Aronson called the insight that flaws made us more appealing the ‘pratfall effect’.
The smartest brands have recognised this and used the pratfall effect to stand out from their braggard competitors. Just think of VW (Ugly is only skin deep), Stella (Reassuringly expensive) and Avis (When you’re only No. 2 you try harder). Three of the most successful campaigns of all time are based on this simple psychological insight.
Is behavioural science ever misapplied?
Have you ever seen the charity appeal on Wikipedia that announces most readers don’t bother donating?
It’s a common tactic, trying to shock people with daunting figures about the scale of a problem. But it’s an approach that exacerbates the issue it’s trying to solve.
These messages fail because they stress that unwanted behaviour is commonplace. Unfortunately, as we’re social animals who mimic others, this only encourages the very behaviour they’re trying to stop.
Robert Cialdini, Professor of Psychology at Arizona State University, has called this social proof.
He measured the effect of social proof on anti-social behaviour at the Petrified Forest National Park in Arizona, which was being slowly eroded by the 3% of visitors who pilfered pieces of the beautiful rock-like wood. Cialdini created signs highlighting the scale of the problem: ‘Please don’t take wood because the park is being changed by the many visitors who steal’.
This sign led to a near tripling of theft compared to the message free control. A full 8% of visitors pocketed a piece of wood. By publicising the scale of the problem, he lessened the sense of crime: surely it couldn’t be that bad if everyone was at it? In Cialdini’s words, “This wasn’t a crime prevention strategy; it was a crime promotion strategy.”
The misuse of social proof is so commonplace – especially among charities and public-sector advertising – that Cialdini has called it the “big mistake”.

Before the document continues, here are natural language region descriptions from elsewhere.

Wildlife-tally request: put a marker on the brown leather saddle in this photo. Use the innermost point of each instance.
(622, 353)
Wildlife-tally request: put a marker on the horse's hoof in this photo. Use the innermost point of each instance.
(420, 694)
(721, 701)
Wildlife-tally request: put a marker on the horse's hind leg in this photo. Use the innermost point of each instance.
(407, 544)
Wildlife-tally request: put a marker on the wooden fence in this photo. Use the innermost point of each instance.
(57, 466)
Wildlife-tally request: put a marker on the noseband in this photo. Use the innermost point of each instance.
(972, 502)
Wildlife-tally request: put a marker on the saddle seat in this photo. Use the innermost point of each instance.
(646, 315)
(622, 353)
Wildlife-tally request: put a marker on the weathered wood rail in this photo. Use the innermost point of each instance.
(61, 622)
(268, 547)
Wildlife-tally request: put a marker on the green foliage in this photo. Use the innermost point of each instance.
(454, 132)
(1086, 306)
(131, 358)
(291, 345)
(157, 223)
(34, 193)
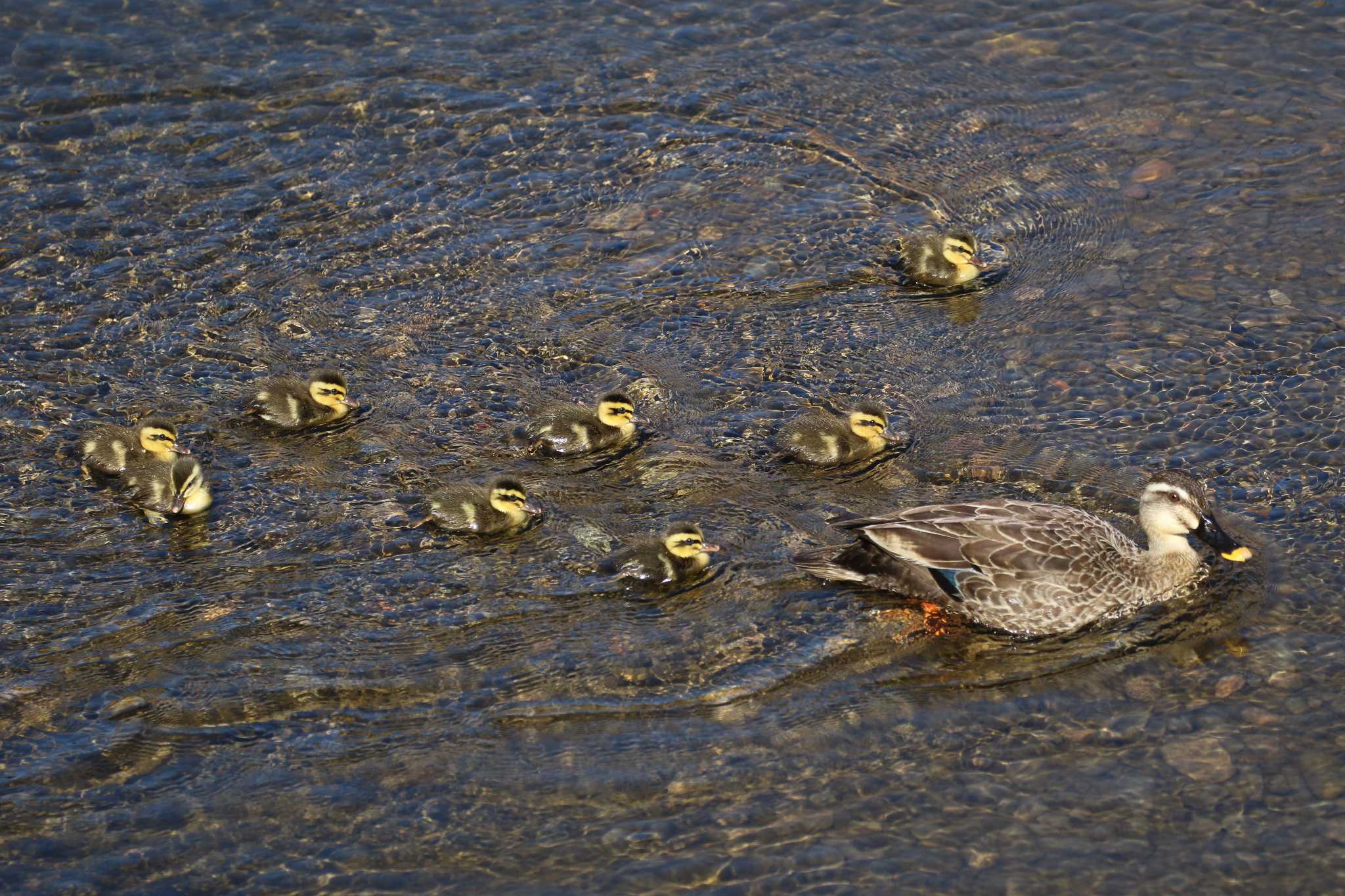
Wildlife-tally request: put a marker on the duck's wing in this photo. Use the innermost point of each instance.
(986, 536)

If behavioural science is so useful, why doesn’t every brand use it?
One of the reasons marketers have failed to embrace nudging is an unhealthy disdain for the past. Nudging is sometimes tarnished as being “old-fashioned” as it draws on psychology experiments stretching back to the early twentieth century.

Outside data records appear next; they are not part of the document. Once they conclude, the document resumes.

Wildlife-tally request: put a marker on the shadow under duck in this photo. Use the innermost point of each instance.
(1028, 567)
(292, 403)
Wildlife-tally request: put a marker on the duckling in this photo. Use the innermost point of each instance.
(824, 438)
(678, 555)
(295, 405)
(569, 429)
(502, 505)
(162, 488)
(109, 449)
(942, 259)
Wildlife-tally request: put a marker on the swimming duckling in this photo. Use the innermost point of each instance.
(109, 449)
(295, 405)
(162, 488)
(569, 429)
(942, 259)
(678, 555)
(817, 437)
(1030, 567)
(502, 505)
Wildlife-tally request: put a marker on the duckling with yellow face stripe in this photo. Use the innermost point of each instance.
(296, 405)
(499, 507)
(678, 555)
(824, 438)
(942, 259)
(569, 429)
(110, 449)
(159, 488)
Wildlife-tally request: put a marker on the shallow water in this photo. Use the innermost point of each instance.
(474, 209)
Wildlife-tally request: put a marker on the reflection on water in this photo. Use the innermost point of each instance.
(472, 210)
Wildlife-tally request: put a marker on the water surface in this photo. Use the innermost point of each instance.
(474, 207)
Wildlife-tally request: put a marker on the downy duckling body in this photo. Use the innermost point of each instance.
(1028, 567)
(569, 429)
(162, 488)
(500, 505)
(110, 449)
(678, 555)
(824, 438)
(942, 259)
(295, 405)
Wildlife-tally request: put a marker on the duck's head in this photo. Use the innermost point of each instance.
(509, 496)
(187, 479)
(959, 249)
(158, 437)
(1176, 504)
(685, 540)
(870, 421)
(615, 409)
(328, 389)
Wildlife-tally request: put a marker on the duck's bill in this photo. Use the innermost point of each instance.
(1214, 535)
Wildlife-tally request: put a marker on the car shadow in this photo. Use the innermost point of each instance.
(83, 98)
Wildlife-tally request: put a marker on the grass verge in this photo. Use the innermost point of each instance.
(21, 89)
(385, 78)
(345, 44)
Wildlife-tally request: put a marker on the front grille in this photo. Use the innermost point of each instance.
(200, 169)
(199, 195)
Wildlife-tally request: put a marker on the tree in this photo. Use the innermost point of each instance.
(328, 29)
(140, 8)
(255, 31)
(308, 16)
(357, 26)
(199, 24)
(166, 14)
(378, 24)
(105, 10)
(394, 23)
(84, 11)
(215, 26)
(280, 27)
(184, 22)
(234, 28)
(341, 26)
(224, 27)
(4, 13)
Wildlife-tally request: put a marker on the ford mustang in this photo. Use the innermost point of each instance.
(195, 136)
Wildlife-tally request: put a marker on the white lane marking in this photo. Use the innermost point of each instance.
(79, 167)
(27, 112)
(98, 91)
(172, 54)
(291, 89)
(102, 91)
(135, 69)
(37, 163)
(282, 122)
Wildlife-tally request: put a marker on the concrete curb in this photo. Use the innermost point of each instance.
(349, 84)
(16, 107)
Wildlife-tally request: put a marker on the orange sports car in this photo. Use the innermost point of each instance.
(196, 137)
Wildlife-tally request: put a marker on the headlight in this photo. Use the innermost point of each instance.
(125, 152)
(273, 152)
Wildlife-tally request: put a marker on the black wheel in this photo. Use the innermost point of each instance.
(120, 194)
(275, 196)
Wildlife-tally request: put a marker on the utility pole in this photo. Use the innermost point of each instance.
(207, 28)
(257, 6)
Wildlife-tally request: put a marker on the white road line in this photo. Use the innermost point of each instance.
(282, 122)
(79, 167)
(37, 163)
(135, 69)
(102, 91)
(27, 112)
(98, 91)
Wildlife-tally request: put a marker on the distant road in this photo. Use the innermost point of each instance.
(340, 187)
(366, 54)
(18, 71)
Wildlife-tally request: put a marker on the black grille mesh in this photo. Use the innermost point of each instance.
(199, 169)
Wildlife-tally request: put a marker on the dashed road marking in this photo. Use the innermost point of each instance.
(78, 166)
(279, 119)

But that doesn’t matter. After all, human nature is remarkably consistent. Bill Bernbach, probably the most influential ad creative ever, summed it up best,
“It took millions of years for man’s instincts to develop. It will take millions more for them to even vary. It is fashionable to talk about changing man. A communicator must be concerned with unchanging man, with his obsessive drive to survive, to be admired, to succeed, to love, to take care of his own.”
The desire to demonstrate the consistency of our fundamental motivations was one of the reasons I started conducting my own experiments. Over the last decade, I’ve run hundreds of experiments and repeatedly shown that the insights discovered by psychologists, even those from one hundred years ago, still apply today.